Conservative decision-support tools — not diagnosis, not treatment recommendation. Each one exposes its inputs, the rules that fired, confidence limits, and the raw evidence, so a human stays in the loop on every call.
- fit-ontology — trainer-facing client intelligence: unifies wearables, intake, and ACSM guidelines into a queryable model with explainable rules traceable back to the metric rows that fired them.
- recovery-trail — athlete-facing recovery briefing from an Apple Health export. Runs 100% client-side; shows HRV, RHR, sleep, load, ACSM-aligned verdicts, and rule traces. Live demo.
- nutrition-experiment-lab — personal n-of-1 nutrition experiment notebook with adherence tracking, confounder notes, confidence, and transparent next-test suggestions.
- injury-return-to-play-tracker — clinician- and coach-facing workflow for phase progress, functional-test evidence, workload tolerance, and human clearance decisions.

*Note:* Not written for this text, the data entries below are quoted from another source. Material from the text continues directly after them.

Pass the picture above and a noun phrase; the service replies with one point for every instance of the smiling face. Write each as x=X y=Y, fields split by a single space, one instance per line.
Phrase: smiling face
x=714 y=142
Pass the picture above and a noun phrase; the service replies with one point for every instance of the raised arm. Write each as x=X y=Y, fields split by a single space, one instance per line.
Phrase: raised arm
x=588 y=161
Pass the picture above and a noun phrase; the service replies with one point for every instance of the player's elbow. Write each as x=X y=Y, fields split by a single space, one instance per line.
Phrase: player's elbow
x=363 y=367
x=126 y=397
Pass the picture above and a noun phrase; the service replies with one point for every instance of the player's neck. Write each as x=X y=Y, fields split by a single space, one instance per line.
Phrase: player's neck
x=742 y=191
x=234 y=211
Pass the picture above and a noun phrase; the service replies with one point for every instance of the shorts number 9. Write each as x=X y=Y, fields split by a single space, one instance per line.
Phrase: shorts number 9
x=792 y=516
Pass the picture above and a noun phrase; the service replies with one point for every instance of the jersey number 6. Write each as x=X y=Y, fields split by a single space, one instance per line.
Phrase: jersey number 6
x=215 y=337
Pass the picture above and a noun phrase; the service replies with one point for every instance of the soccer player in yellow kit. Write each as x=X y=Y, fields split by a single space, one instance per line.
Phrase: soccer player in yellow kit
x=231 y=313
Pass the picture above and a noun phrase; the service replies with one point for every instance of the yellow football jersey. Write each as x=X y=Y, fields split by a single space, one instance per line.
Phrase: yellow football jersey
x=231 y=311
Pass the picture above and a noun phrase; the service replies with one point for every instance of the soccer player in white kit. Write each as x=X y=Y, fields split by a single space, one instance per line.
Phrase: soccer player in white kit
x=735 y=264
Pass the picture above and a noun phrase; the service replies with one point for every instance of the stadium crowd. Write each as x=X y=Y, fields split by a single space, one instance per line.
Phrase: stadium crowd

- academic-load-burnout-monitor — student workload planner with explainable pressure signals, check-ins, and recovery-aware next actions.
- Deterministic first — the important decisions are reproducible and inspectable, not model-dependent.
- Local-only when possible — tools run on your machine; no data leaves it unless you opt in.
- Evidence-backed reports — every verdict traces back to the inputs, rules, and lines that produced it.
- No LLM in governance decision paths unless explicitly opt-in.